Presidential Advisers - The founders



Understandably and characteristically, George Washington began his presidency by following the letter of the Constitution as closely as he could. Not only had he presided over the debates in the Constitutional Convention in 1787, but he was keenly aware that his every act as the first president of the United States would tend to set a precedent.

The first potential foreign crisis of Washington's administration arose in 1790, when war between Great Britain and Spain appeared to be imminent over remote Nootka Sound on the northwest coast of America. Anticipating a British request to move troops through American territory to attack Spanish Louisiana, Washington requested written opinions on a possible answer from the three heads of departments—Thomas Jefferson, secretary of state; Alexander Hamilton, secretary of the Treasury; and Henry Knox, secretary of war—and of Attorney General Edmund Randolph and Vice President John Adams. Although the matter related most directly to the duties of the secretary of state, it obviously had implications much broader than simply diplomatic, and Washington evidently wanted to widen his range of advice as much as was constitutionally possible. On later questions of significant national or constitutional import, he adhered to much the same procedure.

On matters of direct personal concern, however, Washington turned to old and trusted friends for advice. He had decided by the spring of 1792 that he would retire from public life. As he had so often done, he wrote to a fellow Virginian, James Madison, for help: "namely, to think of the proper time, and the best mode of announcing the intention; and that you would prepare the latter." Despite his long collaboration with Madison, his affectionate regard for Randolph, and his esteem for Jefferson, Washington's foreign policy was nevertheless increasingly directed by Hamilton. Looking upon himself as a kind of prime minister in addition to being finance minister, after the British tradition that frequently combined the two roles, Hamilton secretly conducted his own foreign policy and consistently opposed the secretary of state in meetings of Washington's official advisers. When Washington made his firm decision to retire at the end of his second term as president, he turned to Hamilton for advice on both the method and the substance of his farewell to public service.

Washington was, according to James David Barber's model, a "passive-negative" type, a president who sought stability as the precondition to establishing the legitimacy of the American experiment in self-government, so it was natural that he should resist innovation and generally choose the path of least resistance. In a period of intense foreign and domestic turmoil, such a president would naturally be drawn to the adviser whose counsel seemed most likely to promise tranquillity at home and safety abroad. That meant validating the power of the central government over its citizens while bowing to superior force in the conduct of foreign relations. Specifically, it meant a succession of centralizing fiscal and economic measures and a persistent tilting toward Britain in its war against revolutionary France. Hamilton's pro-British foreign policy, culminating in Jay's Treaty of 1794, could easily have been fashioned in London. In fact, Hamilton has been described as the effective minister of the British government to the American, although Washington never knew how intimate and cooperative were Hamilton's relations with the nominal representatives of George III.

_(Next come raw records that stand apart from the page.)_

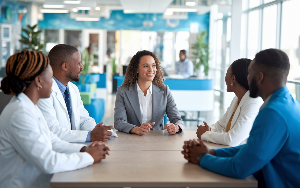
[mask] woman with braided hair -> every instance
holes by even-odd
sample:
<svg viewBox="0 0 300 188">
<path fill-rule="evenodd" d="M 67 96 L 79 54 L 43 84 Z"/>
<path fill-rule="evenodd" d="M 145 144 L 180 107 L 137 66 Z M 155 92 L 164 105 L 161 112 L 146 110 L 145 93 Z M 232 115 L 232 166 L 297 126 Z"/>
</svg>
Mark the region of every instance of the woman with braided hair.
<svg viewBox="0 0 300 188">
<path fill-rule="evenodd" d="M 1 187 L 49 187 L 51 174 L 86 167 L 108 154 L 101 143 L 70 143 L 49 130 L 36 105 L 51 93 L 49 63 L 45 54 L 27 50 L 7 60 L 0 89 L 15 96 L 0 115 Z"/>
<path fill-rule="evenodd" d="M 117 91 L 116 129 L 139 135 L 151 130 L 166 129 L 170 134 L 183 130 L 183 120 L 163 77 L 160 63 L 154 53 L 143 50 L 134 56 Z M 165 113 L 170 123 L 164 126 Z"/>
</svg>

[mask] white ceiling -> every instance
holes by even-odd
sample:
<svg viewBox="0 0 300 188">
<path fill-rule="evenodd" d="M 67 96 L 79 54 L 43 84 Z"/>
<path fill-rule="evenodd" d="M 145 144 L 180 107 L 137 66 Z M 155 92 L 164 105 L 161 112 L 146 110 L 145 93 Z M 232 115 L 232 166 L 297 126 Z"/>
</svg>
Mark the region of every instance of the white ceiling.
<svg viewBox="0 0 300 188">
<path fill-rule="evenodd" d="M 173 0 L 120 0 L 127 13 L 162 13 Z"/>
</svg>

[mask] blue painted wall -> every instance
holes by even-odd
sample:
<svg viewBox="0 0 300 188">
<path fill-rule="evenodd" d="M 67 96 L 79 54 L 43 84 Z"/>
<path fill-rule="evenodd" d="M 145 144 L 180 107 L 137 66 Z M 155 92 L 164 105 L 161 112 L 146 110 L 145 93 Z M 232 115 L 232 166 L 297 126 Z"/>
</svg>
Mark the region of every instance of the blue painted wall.
<svg viewBox="0 0 300 188">
<path fill-rule="evenodd" d="M 22 26 L 25 26 L 28 24 L 28 13 L 23 14 L 18 12 L 18 11 L 22 10 L 24 8 L 27 8 L 26 3 L 0 0 L 0 6 L 1 7 L 0 23 L 16 24 L 20 22 L 19 20 L 20 19 Z"/>
<path fill-rule="evenodd" d="M 150 14 L 149 20 L 152 20 L 153 14 Z M 190 24 L 199 24 L 199 31 L 208 31 L 209 13 L 198 15 L 196 13 L 189 12 L 188 19 L 180 20 L 177 27 L 172 28 L 168 26 L 166 20 L 163 19 L 162 14 L 157 14 L 157 20 L 153 22 L 152 27 L 145 27 L 142 23 L 147 20 L 146 14 L 125 14 L 123 11 L 112 11 L 110 19 L 101 17 L 99 21 L 77 21 L 70 18 L 69 14 L 44 13 L 44 19 L 38 22 L 39 27 L 44 29 L 81 29 L 85 28 L 105 29 L 109 30 L 119 29 L 134 30 L 156 31 L 189 31 Z"/>
</svg>

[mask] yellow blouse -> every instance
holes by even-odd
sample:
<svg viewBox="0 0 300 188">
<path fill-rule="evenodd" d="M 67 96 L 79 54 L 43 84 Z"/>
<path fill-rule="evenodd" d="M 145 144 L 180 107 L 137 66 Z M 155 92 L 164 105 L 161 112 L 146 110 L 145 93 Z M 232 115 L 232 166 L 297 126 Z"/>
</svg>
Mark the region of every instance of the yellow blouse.
<svg viewBox="0 0 300 188">
<path fill-rule="evenodd" d="M 234 113 L 236 112 L 236 109 L 238 108 L 238 104 L 240 103 L 238 101 L 238 103 L 236 103 L 236 108 L 234 109 L 234 111 L 233 111 L 233 113 L 232 113 L 232 115 L 231 115 L 231 117 L 230 117 L 230 119 L 229 119 L 229 121 L 228 121 L 228 123 L 227 123 L 227 126 L 226 128 L 226 132 L 228 133 L 228 131 L 229 131 L 229 130 L 230 130 L 230 126 L 231 124 L 231 121 L 232 120 L 232 118 L 233 117 L 233 116 L 234 115 Z"/>
</svg>

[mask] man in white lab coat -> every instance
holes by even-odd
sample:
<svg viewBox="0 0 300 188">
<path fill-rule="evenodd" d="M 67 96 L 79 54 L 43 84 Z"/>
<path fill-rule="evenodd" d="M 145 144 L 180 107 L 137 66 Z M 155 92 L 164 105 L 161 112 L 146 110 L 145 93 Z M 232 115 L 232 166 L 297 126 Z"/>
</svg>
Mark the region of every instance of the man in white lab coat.
<svg viewBox="0 0 300 188">
<path fill-rule="evenodd" d="M 52 92 L 37 104 L 50 130 L 69 142 L 107 140 L 112 134 L 108 131 L 113 126 L 96 125 L 84 108 L 77 87 L 70 82 L 79 81 L 83 68 L 80 53 L 73 46 L 61 44 L 53 47 L 48 56 L 53 70 Z"/>
</svg>

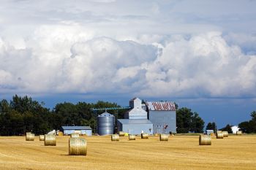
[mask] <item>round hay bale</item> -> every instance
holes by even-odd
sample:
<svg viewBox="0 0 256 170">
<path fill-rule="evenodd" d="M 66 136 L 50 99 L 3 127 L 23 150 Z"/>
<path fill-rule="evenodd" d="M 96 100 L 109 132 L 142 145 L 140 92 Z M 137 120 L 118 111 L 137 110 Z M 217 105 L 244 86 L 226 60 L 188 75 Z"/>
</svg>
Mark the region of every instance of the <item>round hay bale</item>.
<svg viewBox="0 0 256 170">
<path fill-rule="evenodd" d="M 31 132 L 26 133 L 26 141 L 34 141 L 34 134 Z"/>
<path fill-rule="evenodd" d="M 148 134 L 147 133 L 141 134 L 141 139 L 148 139 Z"/>
<path fill-rule="evenodd" d="M 236 131 L 236 135 L 242 135 L 242 133 L 241 131 Z"/>
<path fill-rule="evenodd" d="M 119 135 L 118 134 L 111 135 L 111 141 L 119 141 Z"/>
<path fill-rule="evenodd" d="M 58 136 L 63 136 L 63 132 L 62 131 L 58 132 Z"/>
<path fill-rule="evenodd" d="M 160 139 L 160 141 L 168 141 L 169 135 L 167 135 L 167 134 L 160 134 L 159 139 Z"/>
<path fill-rule="evenodd" d="M 129 134 L 129 140 L 131 141 L 131 140 L 135 140 L 136 139 L 136 136 L 134 135 L 134 134 Z"/>
<path fill-rule="evenodd" d="M 45 140 L 45 135 L 39 135 L 39 141 L 44 141 Z"/>
<path fill-rule="evenodd" d="M 217 139 L 223 139 L 223 134 L 222 132 L 219 132 L 216 134 L 216 138 Z"/>
<path fill-rule="evenodd" d="M 71 138 L 79 138 L 80 135 L 78 133 L 73 133 L 73 134 L 70 134 L 70 137 Z"/>
<path fill-rule="evenodd" d="M 124 131 L 119 131 L 119 136 L 124 136 L 125 132 Z"/>
<path fill-rule="evenodd" d="M 56 134 L 45 134 L 45 146 L 56 146 Z"/>
<path fill-rule="evenodd" d="M 223 137 L 228 137 L 228 132 L 227 131 L 222 131 Z"/>
<path fill-rule="evenodd" d="M 86 155 L 87 141 L 84 138 L 69 138 L 69 155 Z"/>
<path fill-rule="evenodd" d="M 209 135 L 200 134 L 199 136 L 199 145 L 211 145 L 211 136 Z"/>
</svg>

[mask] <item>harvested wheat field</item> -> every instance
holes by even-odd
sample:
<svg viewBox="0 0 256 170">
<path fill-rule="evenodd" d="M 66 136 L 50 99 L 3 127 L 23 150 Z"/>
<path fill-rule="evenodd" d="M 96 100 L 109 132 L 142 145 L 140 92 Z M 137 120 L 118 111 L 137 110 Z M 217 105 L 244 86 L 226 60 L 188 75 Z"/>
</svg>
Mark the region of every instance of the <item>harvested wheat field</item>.
<svg viewBox="0 0 256 170">
<path fill-rule="evenodd" d="M 1 169 L 256 169 L 256 136 L 229 136 L 200 146 L 197 136 L 170 136 L 160 142 L 128 136 L 84 136 L 87 155 L 69 155 L 69 136 L 44 146 L 35 136 L 0 137 Z"/>
</svg>

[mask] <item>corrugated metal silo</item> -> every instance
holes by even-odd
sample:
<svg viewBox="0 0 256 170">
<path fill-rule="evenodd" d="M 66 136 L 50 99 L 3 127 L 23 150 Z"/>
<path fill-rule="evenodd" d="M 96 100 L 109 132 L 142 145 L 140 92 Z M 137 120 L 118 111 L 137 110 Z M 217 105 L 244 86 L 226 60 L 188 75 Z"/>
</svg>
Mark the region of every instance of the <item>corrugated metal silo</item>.
<svg viewBox="0 0 256 170">
<path fill-rule="evenodd" d="M 115 117 L 105 112 L 97 117 L 97 130 L 99 135 L 113 134 Z"/>
</svg>

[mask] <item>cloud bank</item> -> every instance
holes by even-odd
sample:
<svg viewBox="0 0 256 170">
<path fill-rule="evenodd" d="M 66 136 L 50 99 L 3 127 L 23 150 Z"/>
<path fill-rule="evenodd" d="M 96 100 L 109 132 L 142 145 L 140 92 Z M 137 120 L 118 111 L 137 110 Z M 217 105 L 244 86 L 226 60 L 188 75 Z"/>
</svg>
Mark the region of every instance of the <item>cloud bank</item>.
<svg viewBox="0 0 256 170">
<path fill-rule="evenodd" d="M 236 10 L 185 10 L 187 1 L 48 3 L 3 2 L 0 93 L 256 97 L 255 34 L 245 21 L 230 29 Z M 235 20 L 252 15 L 240 10 Z"/>
</svg>

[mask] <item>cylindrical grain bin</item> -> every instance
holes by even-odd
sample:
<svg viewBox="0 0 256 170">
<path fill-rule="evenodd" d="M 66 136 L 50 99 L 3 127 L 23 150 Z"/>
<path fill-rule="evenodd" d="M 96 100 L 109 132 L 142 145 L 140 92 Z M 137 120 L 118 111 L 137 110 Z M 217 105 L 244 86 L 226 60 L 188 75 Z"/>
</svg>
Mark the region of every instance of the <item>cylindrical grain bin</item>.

By the end of Washington's second term, all dissenters to Hamiltonian policy had been purged and Hamilton himself had left office. But President John Adams, to his later undoing, kept the department heads he had inherited from Washington, most of them unswervingly loyal to Hamilton. The latter, who once wrote that he had not "lost my taste for a little politics," continued to run the government from his New York law office. Adams only later, in the midst of an undeclared war with France, realized that the advice he received from his subordinate officers originated with his arch rival. Perhaps Hamilton had this extension of his influence over the Adams administration in mind when, after Washington's death, he described their relationship: "he was an Aegis very essential to me " (Hamilton's emphasis).

After he had removed the Hamiltonian influence over his administration, Adams was able to end the Quasi-War with France. His son John Quincy Adams had recently been sent as minister to Berlin and, with the treachery of Secretary of State Timothy Pickering in mind, the president told his son to "write freely" to him but "cautiously to the office of State." It was the advice of John Quincy Adams that convinced the president that France sincerely wanted peace and led him to extricate the United States from a war only the Hamiltonian extremists wanted.

John Adams yielded to no one when it came to knowledge of foreign affairs, although until his break with the war faction in his Federalist Party, he had allowed himself to be influenced by the Hamiltonians in his cabinet and in the Senate. Jefferson, however, after the "revolution of 1800," was able to make a fresh start, with a cabinet of his own choosing and Democratic-Republican majorities in both houses of Congress. No American, save perhaps Benjamin Franklin, had had a richer diplomatic experience than the new president, and probably no president ever had a secretary of state who was closer, both personally and intellectually, than James Madison was to Jefferson. The advice of his brilliant secretary of the Treasury, Albert Gallatin, was valuable to Jefferson, but the efficiency and subtlety with which Jefferson and Madison synchronized their efforts in pursuit of American foreign policy objectives probably have never been matched.